University of Toronto
University of Toronto
Plenary Session – Tuesday, August 22, morning
Electrometallurgical Pathways Towards Profitable Sustainability
A sustainable future is a carbon-free electric future. Technologies that will usher in this new era include innovations in energy storage and in steelmaking. Invented at MIT, the liquid metal battery provides colossal power capability on demand and long service lifetime at very low cost and without threat of fire. As an alternative to today’s carbon-intensive thermochemical steelmaking process, molten oxide electrolysis, invented at MIT, produces liquid iron with oxygen as the by-product while delivering better metal at lower cost than the legacy technology while vitiating its negative environmental impacts. In the narratives of both these technologies which trace their origins to chemical metallurgy there are lessons more broadly applicable to innovation: how to pose the right question, how to engage young minds (not experts), how to establish a creative culture so as to invent technology while inventing inventors.
Donald R. Sadoway
Massachusetts Institute of Technology
Big Ideas Session – Tuesday, August 22, afternoon
The Big Ideas will be presented in a fast-paced session. Each speaker will have 5-7 minutes to give their pitch and convince the audience. The presenters are encouraged to follow a PowerPoint format inspired by the fast-paced PechaKucha method (20 slides at 15 seconds each).

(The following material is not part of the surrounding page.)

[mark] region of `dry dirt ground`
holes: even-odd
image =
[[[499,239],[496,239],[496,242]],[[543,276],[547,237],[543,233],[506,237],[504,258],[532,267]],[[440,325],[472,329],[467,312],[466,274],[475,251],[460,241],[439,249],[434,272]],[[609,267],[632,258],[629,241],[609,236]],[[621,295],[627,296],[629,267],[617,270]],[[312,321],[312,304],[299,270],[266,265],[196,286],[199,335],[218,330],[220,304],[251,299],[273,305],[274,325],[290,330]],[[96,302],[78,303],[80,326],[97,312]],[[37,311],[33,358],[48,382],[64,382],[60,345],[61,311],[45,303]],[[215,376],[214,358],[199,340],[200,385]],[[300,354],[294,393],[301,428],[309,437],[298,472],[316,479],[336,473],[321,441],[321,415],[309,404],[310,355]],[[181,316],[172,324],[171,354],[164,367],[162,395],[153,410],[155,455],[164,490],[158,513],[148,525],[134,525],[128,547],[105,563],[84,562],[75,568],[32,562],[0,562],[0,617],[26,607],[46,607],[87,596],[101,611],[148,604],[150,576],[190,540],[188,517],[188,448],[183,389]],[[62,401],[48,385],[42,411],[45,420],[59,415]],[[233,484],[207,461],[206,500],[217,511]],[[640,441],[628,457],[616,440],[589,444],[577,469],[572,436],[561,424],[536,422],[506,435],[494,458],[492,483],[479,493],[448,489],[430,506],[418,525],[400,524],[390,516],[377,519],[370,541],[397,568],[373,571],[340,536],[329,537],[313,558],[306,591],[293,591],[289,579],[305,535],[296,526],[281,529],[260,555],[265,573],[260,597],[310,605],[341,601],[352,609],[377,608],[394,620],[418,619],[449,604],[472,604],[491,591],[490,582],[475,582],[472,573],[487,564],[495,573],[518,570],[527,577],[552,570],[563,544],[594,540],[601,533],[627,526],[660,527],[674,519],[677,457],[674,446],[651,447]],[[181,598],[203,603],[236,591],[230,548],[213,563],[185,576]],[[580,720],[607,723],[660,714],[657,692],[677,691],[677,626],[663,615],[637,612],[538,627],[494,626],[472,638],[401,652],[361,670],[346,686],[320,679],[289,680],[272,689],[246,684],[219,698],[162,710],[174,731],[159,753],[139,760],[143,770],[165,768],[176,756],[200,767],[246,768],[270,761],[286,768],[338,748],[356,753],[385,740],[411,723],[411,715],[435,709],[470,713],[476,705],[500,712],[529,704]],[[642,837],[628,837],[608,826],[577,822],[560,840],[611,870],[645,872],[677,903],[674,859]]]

The Big Ideas should align with the overall theme of the conference: Climate Change and Sustainability, but a lot of flexibility will be allowed. Suggested topics include:
- Mineral and metals conundrums
- Where will all the minerals/metals come from for our low-carbon future?
- How will we decarbonize our industry?
- Is profitable sustainability an oxymoron?
Curated Panel Session – Thursday, August 24, morning
Risks and Opportunities in the Climate Change era from an Insurance Perspective
Join us for an enlightening session that brings together insurance industry experts to discuss climate risk and its downstream effects on those who rely on insurance capital for their operations. We’ll start with a 10-minute refresher on insurance, covering important concepts like policy pricing, claims, and how the global trillion-dollar insurance industry operates.
Next, our discussion with insurance experts will focus on the various risks posed by climate change, illustrated with historical examples to highlight their significance. Finally, we’ll provide a comprehensive overview of strategies for mitigating climate risks and capitalizing on opportunities presented by proactive preparation.
Our session aims to help position organizations for long term success by providing valuable insights, including a better understanding of climate risks, practical steps to minimize exposure, and access to contacts and tools for further information. Don’t miss out on this opportunity to learn from industry experts and prepare your organization for the challenges and opportunities of climate risk.